Data files

Data files#

The Explorer uses custom HDF5, parquet, and JSON files for its application. Data files for the SDSS Explorer are stored at this directory on CHPC Utah.

Data file types#

explorerAllVisit and explorerAllStar (HDF5)#

Each of the explorerAllVisit.hdf5 and explorerAllStar.hdf5 files are stacked versions of the astraAllStar and astraAllVisit FITS summary files produced by sdss/astra after each run.

All data within these are stored as Apache Arrow datatypes to ensure maximum access and filtering speed except for 2D columns, such as sdss5_target_flags or similar nested lists. Nested lists are instead stored as numpy arrays for efficient filtering and data access (because vaex doesn't support 2D Arrow data yet).

Accessing each dataset#

To differentiate each dataset, one can use the pipeline column.

import vaex as vx
df = vx.open("explorerAllStar.hdf5")# a Vaex DataFrame

dff = df[df['pipeline == "aspcap"']] # dff has the exact same data as astraAllStarASPCAP.fits.gz

In Explorer, this filtering step is done first, and then an extracted DataFrame object is stored with each Subset, which improves performance by restricting new filters to the rows of the selected dataset. This process is managed by task in TODO SubsetUI.

# continuing from above; this is what the app does under the hood

Subset.df = dff.extract() # now when doing new filters, they are only applied to the rows in dff, and not df

Columns JSON#

The columnsAllStar and columnsAllVisit assist with guardrailing users and downloading by allowing the app to efficiently selecting columns that have no NaN values.

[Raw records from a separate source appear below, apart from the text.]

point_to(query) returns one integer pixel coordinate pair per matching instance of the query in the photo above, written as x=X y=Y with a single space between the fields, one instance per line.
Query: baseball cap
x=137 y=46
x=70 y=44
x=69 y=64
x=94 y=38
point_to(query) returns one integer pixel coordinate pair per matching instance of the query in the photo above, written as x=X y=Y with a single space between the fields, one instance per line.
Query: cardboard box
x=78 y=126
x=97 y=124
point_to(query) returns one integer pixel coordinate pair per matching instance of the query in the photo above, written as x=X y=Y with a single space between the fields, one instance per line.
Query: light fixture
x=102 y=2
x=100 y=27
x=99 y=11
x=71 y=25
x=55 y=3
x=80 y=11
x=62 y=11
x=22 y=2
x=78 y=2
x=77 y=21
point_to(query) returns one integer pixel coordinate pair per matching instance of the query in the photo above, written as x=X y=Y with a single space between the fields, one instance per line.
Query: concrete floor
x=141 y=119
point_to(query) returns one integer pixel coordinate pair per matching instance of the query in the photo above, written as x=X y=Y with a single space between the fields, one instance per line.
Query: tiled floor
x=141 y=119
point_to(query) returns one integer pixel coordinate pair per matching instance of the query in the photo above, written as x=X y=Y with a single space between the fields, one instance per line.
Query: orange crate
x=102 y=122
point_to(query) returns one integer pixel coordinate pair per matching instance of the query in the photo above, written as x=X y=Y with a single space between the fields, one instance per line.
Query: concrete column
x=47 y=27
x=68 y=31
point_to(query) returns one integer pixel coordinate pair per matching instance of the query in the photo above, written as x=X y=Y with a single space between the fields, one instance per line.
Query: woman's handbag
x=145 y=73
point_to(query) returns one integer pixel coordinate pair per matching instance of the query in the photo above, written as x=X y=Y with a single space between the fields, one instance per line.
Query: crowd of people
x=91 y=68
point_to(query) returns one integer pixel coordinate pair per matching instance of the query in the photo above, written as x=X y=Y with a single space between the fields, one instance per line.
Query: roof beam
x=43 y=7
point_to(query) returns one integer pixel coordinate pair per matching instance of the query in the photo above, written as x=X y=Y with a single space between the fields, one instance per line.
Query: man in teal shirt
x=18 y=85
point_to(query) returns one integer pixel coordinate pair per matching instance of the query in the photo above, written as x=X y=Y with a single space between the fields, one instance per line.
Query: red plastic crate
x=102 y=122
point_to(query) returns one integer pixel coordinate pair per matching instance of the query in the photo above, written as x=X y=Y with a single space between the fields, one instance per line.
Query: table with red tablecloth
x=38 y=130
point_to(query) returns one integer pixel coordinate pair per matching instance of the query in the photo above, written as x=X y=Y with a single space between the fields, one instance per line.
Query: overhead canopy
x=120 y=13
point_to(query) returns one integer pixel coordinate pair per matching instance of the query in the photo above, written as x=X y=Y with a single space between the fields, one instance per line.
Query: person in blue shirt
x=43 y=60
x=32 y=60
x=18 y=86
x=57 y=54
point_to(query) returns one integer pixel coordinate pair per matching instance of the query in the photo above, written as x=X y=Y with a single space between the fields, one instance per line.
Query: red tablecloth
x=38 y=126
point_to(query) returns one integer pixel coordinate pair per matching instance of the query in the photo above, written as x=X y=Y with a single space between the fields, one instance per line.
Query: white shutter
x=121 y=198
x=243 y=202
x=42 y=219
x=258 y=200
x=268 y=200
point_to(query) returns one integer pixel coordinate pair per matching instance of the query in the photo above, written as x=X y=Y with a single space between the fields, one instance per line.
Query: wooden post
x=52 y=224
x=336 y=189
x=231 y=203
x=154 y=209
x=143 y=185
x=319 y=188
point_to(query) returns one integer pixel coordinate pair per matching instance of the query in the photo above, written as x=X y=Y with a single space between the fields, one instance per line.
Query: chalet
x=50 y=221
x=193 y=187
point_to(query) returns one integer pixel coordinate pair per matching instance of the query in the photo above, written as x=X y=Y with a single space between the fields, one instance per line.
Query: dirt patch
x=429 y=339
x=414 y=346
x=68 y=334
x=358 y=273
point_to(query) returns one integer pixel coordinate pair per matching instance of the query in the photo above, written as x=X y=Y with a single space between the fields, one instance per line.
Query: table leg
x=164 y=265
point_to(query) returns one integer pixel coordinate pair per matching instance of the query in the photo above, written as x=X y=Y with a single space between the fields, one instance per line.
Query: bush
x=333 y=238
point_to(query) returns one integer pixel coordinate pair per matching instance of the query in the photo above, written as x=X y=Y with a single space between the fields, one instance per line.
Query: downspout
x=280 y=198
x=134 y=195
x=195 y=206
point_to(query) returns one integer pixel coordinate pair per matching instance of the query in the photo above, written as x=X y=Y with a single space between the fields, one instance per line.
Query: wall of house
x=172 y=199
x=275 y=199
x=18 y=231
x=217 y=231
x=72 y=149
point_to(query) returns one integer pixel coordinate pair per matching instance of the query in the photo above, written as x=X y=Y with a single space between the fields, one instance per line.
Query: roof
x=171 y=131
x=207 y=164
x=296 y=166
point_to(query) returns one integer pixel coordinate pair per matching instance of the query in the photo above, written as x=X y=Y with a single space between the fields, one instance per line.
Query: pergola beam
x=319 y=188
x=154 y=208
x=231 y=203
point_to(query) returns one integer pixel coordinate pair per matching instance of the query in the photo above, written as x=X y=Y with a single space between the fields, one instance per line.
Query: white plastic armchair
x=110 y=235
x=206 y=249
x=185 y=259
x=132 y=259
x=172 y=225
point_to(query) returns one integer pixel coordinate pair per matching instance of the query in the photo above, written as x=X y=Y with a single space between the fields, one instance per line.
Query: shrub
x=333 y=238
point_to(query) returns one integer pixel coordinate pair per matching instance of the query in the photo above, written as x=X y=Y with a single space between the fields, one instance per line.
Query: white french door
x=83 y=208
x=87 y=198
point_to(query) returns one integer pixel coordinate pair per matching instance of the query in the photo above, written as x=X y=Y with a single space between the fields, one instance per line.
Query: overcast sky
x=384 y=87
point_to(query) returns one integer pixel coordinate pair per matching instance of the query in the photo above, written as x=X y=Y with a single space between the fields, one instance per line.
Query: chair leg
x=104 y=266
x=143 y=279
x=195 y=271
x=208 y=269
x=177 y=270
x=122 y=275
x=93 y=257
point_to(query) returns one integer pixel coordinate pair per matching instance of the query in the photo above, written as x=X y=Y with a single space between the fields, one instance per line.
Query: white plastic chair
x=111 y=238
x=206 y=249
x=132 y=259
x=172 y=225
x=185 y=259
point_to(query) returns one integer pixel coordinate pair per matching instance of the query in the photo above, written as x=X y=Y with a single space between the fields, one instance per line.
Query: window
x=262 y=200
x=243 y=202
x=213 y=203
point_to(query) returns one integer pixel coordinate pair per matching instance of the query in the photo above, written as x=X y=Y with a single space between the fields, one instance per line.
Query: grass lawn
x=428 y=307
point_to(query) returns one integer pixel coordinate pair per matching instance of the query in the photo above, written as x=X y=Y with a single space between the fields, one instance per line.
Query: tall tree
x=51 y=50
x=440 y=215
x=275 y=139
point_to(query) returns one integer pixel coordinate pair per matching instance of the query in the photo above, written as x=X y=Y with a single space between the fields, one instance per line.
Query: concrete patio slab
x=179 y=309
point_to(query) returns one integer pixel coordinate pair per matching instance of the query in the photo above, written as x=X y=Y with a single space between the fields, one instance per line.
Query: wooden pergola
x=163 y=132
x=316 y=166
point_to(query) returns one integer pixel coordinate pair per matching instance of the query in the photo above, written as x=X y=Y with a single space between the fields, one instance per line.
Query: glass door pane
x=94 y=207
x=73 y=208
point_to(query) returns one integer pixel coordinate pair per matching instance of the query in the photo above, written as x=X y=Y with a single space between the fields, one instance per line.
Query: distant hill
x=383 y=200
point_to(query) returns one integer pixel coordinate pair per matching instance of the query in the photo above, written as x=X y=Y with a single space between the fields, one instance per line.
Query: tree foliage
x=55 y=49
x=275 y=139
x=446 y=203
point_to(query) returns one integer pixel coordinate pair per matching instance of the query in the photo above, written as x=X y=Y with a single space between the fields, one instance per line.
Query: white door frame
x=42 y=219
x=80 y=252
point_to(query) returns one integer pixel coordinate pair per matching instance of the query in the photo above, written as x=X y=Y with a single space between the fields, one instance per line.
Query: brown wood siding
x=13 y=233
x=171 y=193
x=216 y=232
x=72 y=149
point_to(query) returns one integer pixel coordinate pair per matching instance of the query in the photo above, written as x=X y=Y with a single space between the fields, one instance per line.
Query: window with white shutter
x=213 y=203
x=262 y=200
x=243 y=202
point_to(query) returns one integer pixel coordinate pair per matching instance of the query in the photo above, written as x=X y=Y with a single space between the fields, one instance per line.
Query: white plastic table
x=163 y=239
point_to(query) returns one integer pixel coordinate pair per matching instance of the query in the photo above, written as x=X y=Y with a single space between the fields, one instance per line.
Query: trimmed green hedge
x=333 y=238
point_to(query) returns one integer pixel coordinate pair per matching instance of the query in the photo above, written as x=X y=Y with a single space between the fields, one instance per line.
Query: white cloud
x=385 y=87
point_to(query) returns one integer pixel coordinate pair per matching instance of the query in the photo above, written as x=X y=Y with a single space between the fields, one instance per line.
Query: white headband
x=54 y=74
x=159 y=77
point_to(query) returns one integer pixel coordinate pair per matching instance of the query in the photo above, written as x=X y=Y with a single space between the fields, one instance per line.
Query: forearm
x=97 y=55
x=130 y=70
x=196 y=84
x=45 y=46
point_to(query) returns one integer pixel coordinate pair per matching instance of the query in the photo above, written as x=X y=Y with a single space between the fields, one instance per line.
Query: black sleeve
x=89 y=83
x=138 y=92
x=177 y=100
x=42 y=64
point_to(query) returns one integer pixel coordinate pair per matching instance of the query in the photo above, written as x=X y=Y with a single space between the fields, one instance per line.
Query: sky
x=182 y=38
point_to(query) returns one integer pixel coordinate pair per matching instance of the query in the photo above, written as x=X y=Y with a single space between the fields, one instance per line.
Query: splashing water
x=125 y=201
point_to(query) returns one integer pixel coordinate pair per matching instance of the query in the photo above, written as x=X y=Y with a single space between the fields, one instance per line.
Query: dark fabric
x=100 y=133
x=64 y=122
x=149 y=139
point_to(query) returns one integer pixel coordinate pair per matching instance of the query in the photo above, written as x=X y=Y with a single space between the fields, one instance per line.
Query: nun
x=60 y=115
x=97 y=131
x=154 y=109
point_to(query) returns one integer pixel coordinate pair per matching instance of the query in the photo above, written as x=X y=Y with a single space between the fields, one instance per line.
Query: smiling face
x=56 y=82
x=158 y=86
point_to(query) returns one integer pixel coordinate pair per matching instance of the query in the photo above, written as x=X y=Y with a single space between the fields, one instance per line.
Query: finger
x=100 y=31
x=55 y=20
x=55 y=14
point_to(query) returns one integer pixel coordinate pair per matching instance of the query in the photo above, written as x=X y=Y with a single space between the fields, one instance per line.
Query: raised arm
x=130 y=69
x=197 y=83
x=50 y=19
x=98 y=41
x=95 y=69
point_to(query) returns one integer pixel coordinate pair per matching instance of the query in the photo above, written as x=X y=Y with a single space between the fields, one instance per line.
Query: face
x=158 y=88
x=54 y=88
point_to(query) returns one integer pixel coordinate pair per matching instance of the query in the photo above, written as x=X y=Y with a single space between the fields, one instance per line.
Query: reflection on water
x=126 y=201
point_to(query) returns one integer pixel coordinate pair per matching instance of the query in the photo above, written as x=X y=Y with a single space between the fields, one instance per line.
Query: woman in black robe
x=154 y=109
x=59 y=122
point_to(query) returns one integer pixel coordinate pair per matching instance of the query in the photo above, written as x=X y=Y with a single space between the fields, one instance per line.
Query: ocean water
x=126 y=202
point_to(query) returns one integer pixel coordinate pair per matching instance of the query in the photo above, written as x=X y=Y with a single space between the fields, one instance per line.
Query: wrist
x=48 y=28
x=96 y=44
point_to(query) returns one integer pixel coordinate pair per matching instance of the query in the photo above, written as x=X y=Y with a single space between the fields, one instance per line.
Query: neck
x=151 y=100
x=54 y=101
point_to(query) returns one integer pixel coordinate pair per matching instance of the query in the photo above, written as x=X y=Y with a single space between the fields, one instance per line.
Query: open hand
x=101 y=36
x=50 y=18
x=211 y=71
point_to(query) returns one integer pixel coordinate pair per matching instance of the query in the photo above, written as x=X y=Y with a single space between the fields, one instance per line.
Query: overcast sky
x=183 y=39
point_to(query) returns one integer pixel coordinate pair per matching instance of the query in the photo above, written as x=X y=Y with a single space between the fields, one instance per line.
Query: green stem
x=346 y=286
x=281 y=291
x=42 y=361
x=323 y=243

These columns JSON files are loaded as dict[str] to State.columns, which is then accessed to fill Subset.columns on each dataset/pipeline update.

Computing which columns are all nan per dataset switch within the app live was inefficient. Precompiling them is a trivial operation and takes minimal memory/CPU to load.

Mappings parquet#

mappings.parquet is a compiled datafile of all the sdss targeting cartons and programs, which is used by the filter_carton_mapper function for selecting cartons and mapper programs.

Warning

mappings.parquet is not generated via the datafile generation described below. It must be generated manually (trival via pandas) from any updated bitmappings.csv file in sdss/semaphore.

Generating new data files#

Generation of new datafiles requires the use of a computer with lots of memory due to the size of the merge operation, which requires that the entire dataset fits into memory.

Generation can be done with the files in sdss/explorer-filegen repository and takes three steps.

Source all current astra summary data files + relevant spAll files and place into a subdirectory corresponding to the astra version.
- Place these in some working directory with enough space to store upwards of 100GB of total data.
- For spall, we use the BOSS pipeline summary files
  - spAll-lite for visit .
  - spAll-lite_multimjd for star, since many BOSS-only sources (like quasars) have no real "star" coadd equivalent.
Convert all astra summary files to arrow (parquet), then HDF5.
- vaex can't load fits files since vaex.astro hasn't been updated in some time, so we use Bristol's STILTS (part of TOPCAT) to convert them to parquet.
  - This requires the topcat-extra.jar file.
  - Note that this process drops the tags and carton_0 columns.
- This also automagically ensures that ALL datatypes are encoded as Apache Arrow ones.
- When we reconvert back to HDF5, we additionally ensure that any nested pa.ChunkedArray (list of list) datatypes are converted back into numpy datatypes to ensure compatibility.
- NOTE: you must convert spAll-lite files used in the stacks manually using spall_convert.py.
Merge all files together and output columns*.json
- Columns files are used for guardrailing, see here.
Generate custom datamodels for Column Glossary
- TODO

Within the repository, you will find additional slurm commands and scripts to run the generators (only steps 2 and 3) via sbatch.